The following is an edited transcript of the audio.
A friend thinks allowing men free will, and yet still achieving his purposes, shows a greater view of God's sovereignty. What are your thoughts on this?
Let me define the term first, and then I'll respond. I'm going to assume that by "free will" he means something really controversial, not something obvious. What I'm going to assume the term means is "real, ultimate self-determination," because that's the only kind of free will that is controversial.
I think most lay people, when they talk about free will, just mean, "I really choose," and of course you do. So fine, you have free will. We all do. But those who are theologically thinking and writing about this, what they mean is that I, John Piper, am able, ultimately and decisively, to determine my own will, and God cannot and does not when I chose that he won't. So I have that kind of autonomy in the universe.

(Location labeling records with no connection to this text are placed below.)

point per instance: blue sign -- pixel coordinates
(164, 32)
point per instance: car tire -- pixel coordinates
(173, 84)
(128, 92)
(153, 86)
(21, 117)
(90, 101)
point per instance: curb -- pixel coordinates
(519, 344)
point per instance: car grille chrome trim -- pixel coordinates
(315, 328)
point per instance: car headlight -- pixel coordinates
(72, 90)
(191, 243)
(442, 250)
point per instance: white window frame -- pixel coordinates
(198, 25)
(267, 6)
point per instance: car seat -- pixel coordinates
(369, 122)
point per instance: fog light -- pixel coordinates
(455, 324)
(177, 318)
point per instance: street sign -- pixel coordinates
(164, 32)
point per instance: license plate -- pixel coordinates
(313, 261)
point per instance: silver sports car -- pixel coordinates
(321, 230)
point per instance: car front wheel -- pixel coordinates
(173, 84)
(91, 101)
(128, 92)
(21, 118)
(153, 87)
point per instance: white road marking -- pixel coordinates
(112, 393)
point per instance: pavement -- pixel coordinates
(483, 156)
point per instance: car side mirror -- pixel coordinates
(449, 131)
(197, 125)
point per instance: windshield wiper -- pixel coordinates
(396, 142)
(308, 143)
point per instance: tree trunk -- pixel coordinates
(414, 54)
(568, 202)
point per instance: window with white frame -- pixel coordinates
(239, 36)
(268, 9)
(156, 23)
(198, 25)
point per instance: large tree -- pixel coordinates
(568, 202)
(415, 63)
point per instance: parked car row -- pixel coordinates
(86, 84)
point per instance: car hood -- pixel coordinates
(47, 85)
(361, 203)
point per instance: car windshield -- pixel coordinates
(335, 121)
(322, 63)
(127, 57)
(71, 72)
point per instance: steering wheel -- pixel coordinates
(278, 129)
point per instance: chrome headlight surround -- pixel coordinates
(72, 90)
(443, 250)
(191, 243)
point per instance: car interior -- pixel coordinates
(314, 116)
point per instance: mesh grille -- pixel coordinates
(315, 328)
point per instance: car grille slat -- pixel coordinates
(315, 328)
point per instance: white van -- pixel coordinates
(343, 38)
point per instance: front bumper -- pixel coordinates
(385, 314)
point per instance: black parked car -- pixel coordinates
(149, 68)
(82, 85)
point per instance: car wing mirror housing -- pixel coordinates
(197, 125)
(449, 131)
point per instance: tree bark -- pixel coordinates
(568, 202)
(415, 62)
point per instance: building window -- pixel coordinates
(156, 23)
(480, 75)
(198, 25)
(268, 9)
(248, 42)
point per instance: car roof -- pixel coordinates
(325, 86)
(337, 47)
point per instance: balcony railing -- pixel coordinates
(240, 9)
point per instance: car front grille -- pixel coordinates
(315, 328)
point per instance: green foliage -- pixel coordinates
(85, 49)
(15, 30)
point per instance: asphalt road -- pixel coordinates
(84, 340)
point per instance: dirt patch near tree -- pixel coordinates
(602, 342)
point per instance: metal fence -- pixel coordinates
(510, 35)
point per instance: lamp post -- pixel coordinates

I don't think that exists anywhere. There's not one verse in the Bible that says we have such a thing. And the people start grasping for verses: "Whosoever will, let him come!" Well of course whosoever will let him come! But why does one will and not another? That's the question.

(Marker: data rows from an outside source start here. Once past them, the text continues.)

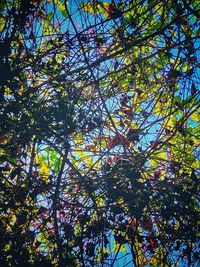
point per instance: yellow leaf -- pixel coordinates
(96, 8)
(161, 156)
(195, 116)
(2, 22)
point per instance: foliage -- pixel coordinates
(99, 113)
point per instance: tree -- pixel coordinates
(99, 133)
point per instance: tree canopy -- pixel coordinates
(99, 133)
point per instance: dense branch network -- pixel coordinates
(99, 108)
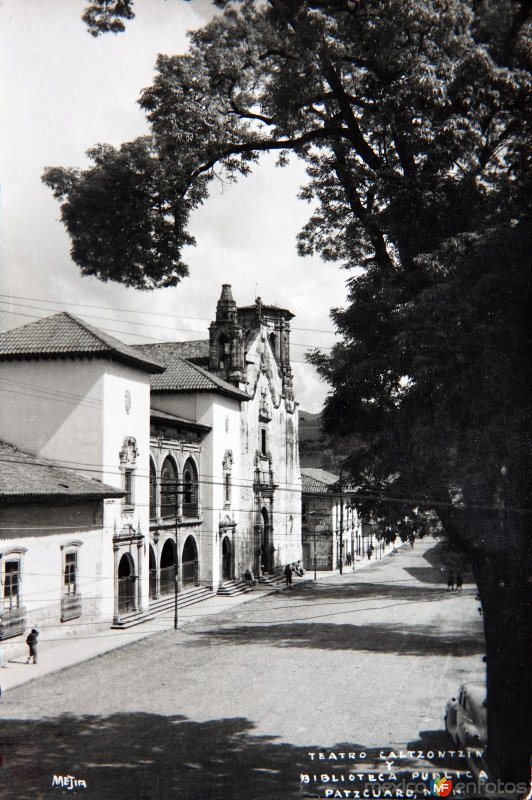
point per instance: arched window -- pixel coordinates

So, is God more glorious to somehow ordain that human beings have autonomy (self-determination, ultimately), so that he cannot, once he has made that decree, guide what they do without intruding upon their moral capacities and turning them into robots?
They say that God doing that and still pulling off his ultimate purposes is more glorious. And I would say that they've just created a universe in their head that doesn't exist, and they're pronouncing on it.

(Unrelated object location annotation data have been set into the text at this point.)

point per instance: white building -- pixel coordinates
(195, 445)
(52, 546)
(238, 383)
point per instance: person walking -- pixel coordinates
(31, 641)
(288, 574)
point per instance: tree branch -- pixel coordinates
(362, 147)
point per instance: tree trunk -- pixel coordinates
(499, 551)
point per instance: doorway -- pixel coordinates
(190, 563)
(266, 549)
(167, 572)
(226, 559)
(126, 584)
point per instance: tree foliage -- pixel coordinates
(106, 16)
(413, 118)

I don't create universes that don't exist. I don't find it helpful to imagine a universe that doesn't exist and then say that it's a more glorious one than this one, because I'm given a universe. And then I'm given the Creator's interpretation of the universe, right here in the Bible. And this book says that universe doesn't exist. You could speculate about it all you want, but it doesn't.
Now I'm going to go further than that and say that a universe in which God gives all people that kind of autonomy and self-determination, that universe isn't superior, because God would have made it if it were superior.
If you say, "You're going in a circle here, aren't you?"—saying it doesn't exist and therefore I don't believe it, and then saying that if it were better it would exist—I say "No, because I'm just basing my understanding of this universe on this book." This book says we don't have that kind of autonomy.
Romans 9:16-17: "It is not of man who wills or runs, but of God who has mercy." Our willing and our running are not decisive. "Work out your own salvation with fear and trembling, for God is the one who is at work in you both to will and to work for his good pleasure." Verse after verse in the Bible teaches that my willing—which is real, responsible, accountable—is not decisively and ultimately my own creation. It is God's decisive governing.
My willing is real. My willing is responsible. And this is what's glorious, if you ask me what's the most glorious universe: the most glorious universe is the universe in which we really will things, and we are really responsible for what we will, and we will be held accountable for the choices we make. And God is still absolutely sovereign over those willings.
That's the great paradox. That's the great mystery and the great glory. Not the universe that somebody creates out of their own heads where everybody is endowed with the autonomy that only God has.